Published  Nov 28, 2017
Nov 28, 2017

Multifamily Executive

By: Barbara Ballinger

The Tower Cos., a family-owned real estate development firm in Rockville, Md., has long believed in holding on to properties for the long term. But it knows that some assets require updating, which was the case with the 30-acre, mixed-use Blairs site in downtown Silver Spring, Md., which the company developed in 1958. After commissioning a 20-year master plan, the team decided to raze the original four apartment buildings and erect in their place three landscaped, sustainable buildings containing 284 units with a focus on wellness, says Sri Velamati, Tower’s COO.

Suit the Scale
Tower and architects at Baltimore-based Design Collective planned the new buildings at different heights so that the resulting step-down effect would be more compatible with the neighborhood’s single-family homes and take advantage of views of a courtyard as well as beloved local landmark Rock Creek Park. Parking was located underground to leave ample space for amenities and “a real lawn so people can take off their shoes and feel the earth,” says Velamati.

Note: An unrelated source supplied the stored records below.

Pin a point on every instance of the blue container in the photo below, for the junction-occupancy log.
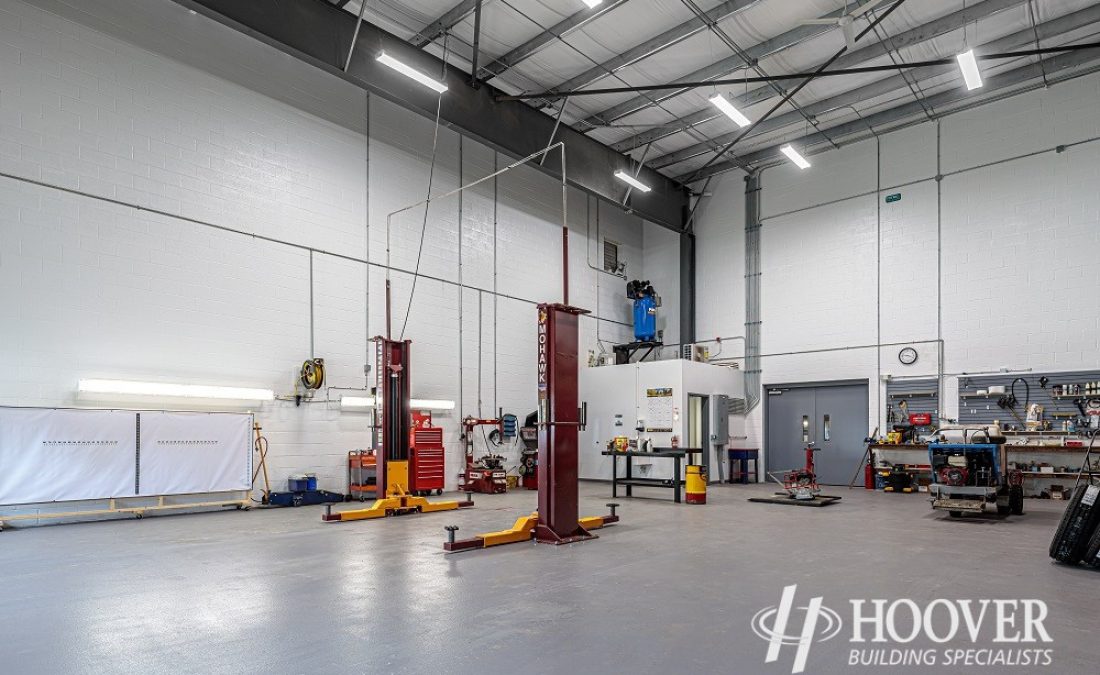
(645, 319)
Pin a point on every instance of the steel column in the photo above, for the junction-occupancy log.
(686, 287)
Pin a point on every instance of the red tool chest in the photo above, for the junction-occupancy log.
(426, 455)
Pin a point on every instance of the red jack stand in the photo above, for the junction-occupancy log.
(561, 417)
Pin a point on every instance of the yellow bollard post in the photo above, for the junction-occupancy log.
(695, 485)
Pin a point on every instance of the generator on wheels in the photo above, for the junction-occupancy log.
(971, 478)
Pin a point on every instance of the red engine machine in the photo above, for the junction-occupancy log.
(486, 475)
(802, 483)
(426, 455)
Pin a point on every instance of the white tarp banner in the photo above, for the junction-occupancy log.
(195, 452)
(63, 455)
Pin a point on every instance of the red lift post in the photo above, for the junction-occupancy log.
(394, 436)
(560, 420)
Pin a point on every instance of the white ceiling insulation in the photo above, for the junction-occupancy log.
(679, 131)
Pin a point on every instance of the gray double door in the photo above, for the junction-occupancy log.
(833, 416)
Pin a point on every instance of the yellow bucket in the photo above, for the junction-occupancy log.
(695, 485)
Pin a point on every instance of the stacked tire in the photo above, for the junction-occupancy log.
(1078, 538)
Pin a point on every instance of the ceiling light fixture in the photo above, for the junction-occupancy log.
(430, 404)
(630, 180)
(356, 402)
(142, 388)
(794, 156)
(722, 103)
(969, 66)
(362, 402)
(411, 73)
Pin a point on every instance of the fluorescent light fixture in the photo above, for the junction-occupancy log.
(630, 180)
(969, 66)
(356, 402)
(411, 73)
(722, 103)
(140, 388)
(794, 156)
(361, 402)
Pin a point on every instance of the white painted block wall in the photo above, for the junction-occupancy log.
(1019, 234)
(90, 288)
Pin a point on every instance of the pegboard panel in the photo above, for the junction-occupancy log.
(976, 409)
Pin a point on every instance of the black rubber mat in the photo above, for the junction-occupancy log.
(784, 499)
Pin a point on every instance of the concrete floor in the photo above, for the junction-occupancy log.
(671, 588)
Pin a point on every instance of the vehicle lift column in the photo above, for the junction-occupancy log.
(392, 438)
(560, 421)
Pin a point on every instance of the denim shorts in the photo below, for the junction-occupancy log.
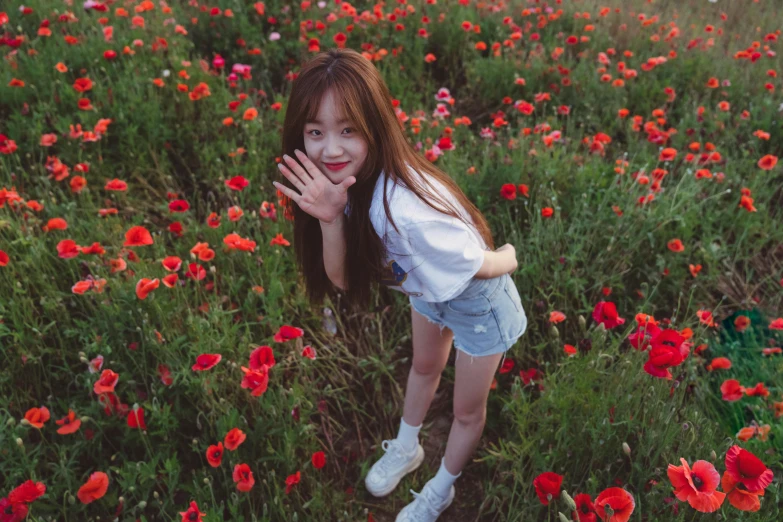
(487, 318)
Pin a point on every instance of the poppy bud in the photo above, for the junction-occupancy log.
(565, 497)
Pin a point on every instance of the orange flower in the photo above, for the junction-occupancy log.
(667, 154)
(137, 236)
(37, 416)
(69, 423)
(768, 162)
(675, 245)
(145, 286)
(94, 488)
(556, 317)
(234, 438)
(106, 382)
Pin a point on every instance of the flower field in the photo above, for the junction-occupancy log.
(161, 361)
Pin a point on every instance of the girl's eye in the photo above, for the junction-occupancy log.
(315, 130)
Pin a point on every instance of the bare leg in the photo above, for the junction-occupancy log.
(471, 389)
(431, 348)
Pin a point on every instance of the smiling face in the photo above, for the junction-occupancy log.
(329, 141)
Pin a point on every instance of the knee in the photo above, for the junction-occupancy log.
(470, 416)
(424, 368)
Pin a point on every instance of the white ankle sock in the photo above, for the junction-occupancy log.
(408, 435)
(443, 480)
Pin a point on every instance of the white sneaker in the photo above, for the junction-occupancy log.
(427, 507)
(395, 464)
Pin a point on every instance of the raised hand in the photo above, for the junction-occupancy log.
(319, 197)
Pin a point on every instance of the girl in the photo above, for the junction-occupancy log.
(358, 186)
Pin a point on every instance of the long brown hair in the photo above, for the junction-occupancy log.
(364, 97)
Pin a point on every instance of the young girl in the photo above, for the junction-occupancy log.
(368, 208)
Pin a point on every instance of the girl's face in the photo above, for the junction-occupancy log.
(331, 141)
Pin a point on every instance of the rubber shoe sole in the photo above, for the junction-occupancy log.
(413, 465)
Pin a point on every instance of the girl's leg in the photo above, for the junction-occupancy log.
(471, 388)
(431, 348)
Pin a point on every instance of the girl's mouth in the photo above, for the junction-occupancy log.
(334, 167)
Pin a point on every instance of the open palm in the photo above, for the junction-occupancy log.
(319, 197)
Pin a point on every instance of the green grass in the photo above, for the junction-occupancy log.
(350, 398)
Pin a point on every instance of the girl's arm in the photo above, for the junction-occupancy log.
(334, 250)
(497, 263)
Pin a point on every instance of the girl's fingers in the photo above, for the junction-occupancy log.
(310, 167)
(290, 176)
(297, 169)
(287, 191)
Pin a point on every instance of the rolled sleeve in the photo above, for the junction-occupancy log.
(446, 255)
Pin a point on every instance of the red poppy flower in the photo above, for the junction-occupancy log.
(237, 183)
(697, 486)
(547, 486)
(768, 162)
(27, 492)
(145, 286)
(137, 236)
(255, 380)
(13, 511)
(748, 469)
(757, 391)
(116, 184)
(739, 496)
(206, 361)
(585, 508)
(67, 248)
(556, 317)
(606, 312)
(55, 224)
(243, 477)
(165, 374)
(170, 280)
(719, 363)
(291, 481)
(731, 390)
(675, 245)
(171, 263)
(215, 454)
(192, 514)
(106, 382)
(94, 488)
(667, 154)
(319, 459)
(37, 416)
(619, 500)
(69, 423)
(309, 352)
(196, 272)
(135, 418)
(262, 356)
(287, 333)
(234, 438)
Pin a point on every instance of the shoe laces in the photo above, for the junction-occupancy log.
(395, 452)
(426, 502)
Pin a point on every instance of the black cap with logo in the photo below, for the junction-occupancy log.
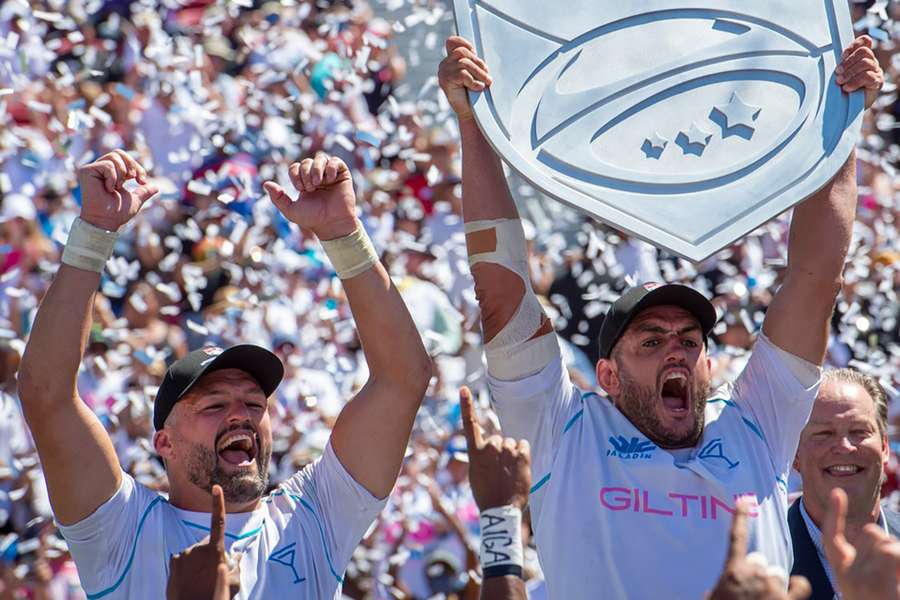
(642, 297)
(256, 361)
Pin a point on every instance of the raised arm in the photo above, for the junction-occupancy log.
(372, 431)
(77, 456)
(515, 327)
(821, 228)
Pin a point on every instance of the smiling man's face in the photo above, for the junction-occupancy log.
(842, 446)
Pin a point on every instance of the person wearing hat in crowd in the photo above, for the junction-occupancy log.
(635, 489)
(212, 420)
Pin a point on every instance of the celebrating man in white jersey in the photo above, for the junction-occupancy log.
(212, 420)
(633, 493)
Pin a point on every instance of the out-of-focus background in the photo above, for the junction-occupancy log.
(216, 97)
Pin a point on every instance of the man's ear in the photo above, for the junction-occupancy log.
(608, 376)
(162, 443)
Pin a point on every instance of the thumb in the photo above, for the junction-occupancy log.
(145, 192)
(799, 588)
(278, 196)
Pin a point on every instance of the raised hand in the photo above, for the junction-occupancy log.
(194, 573)
(327, 203)
(460, 71)
(105, 202)
(747, 577)
(869, 571)
(859, 69)
(499, 468)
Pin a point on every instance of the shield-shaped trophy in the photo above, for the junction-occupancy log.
(686, 124)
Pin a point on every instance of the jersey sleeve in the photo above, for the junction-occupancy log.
(537, 409)
(778, 390)
(342, 508)
(102, 544)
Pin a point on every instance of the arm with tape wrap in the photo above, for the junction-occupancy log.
(518, 336)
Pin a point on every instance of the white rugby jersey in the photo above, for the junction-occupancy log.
(295, 545)
(617, 517)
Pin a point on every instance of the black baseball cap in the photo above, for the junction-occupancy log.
(642, 297)
(256, 361)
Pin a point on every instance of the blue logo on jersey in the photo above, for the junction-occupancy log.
(715, 449)
(633, 449)
(285, 557)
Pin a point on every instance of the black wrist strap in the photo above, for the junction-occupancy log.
(502, 571)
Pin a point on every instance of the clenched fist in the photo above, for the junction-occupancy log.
(327, 203)
(461, 71)
(105, 202)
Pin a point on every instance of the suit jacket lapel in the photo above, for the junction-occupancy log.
(806, 558)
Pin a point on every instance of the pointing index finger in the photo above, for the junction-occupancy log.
(217, 524)
(737, 541)
(471, 427)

The new buildings were constructed with lots of glazing to blur the lines between outdoors and indoors and showcase ground-level amenities that “activate the street,” says architect Michael Goodwin, a principal at Design Collective.

Integrate Wellness
Wellness has become a $3.7 trillion industry, and the developer wanted The Pearl to be a beacon for healthful living. To meet that goal, a large urban farm staffed by a farmer offers residents the option of produce deliveries. Tenants can also order chef-prepared meals and enjoy cooking demonstrations, a two-level fitness center with yoga and spinning classes oriented toward the outdoors, a swimming pool with sunken lounge and dining area atop one rooftop, and an art studio. Even a business area was designed with wellness in mind: It features long work tables—inspired by communal dining—as well as close seating rather than cubicles.

Go for the Gold
Tower has become a green-building leader since it constructed a LEED building 15 years ago. It achieved LEED Gold at The Pearl using low-E glass and bringing in natural light to more than 90% of all spaces, even at the end of hallway corridors; brick in two shades, some with an iridescent cast; a green roof with solar panels and vegetation; a dog park divided into two separate sections based on dog size; a bike room that accommodates 100 bicycles; and a location that’s just blocks from a transit station, which gave the project a high Walk Score of 88.

Expand Unit Sizes
Instead of smaller apartment units, which has been the go-to norm for developers to offset the cost of large amenity spaces, the units here are at least 100 feet larger than in comparable upscale buildings. The architects also designed them with neutral tones, crisp whites, and metal balcony railings to reflect a classic modern aesthetic rather than anything trendy, says Goodwin. The smallest, junior flat–bedroom is 475 square feet and rents for $1,800 a month; the largest unit is a 1,700-square-foot, three-bedroom for $5,000. The larger units leased up first, primarily to families and boomers who “get The Pearl’s story,” says Velamati. A second phase will be completed by 2021. It’s designed to look similar to and “talk” to the close-by Pearl but not be a mirror image, says architect Luis Bernardo.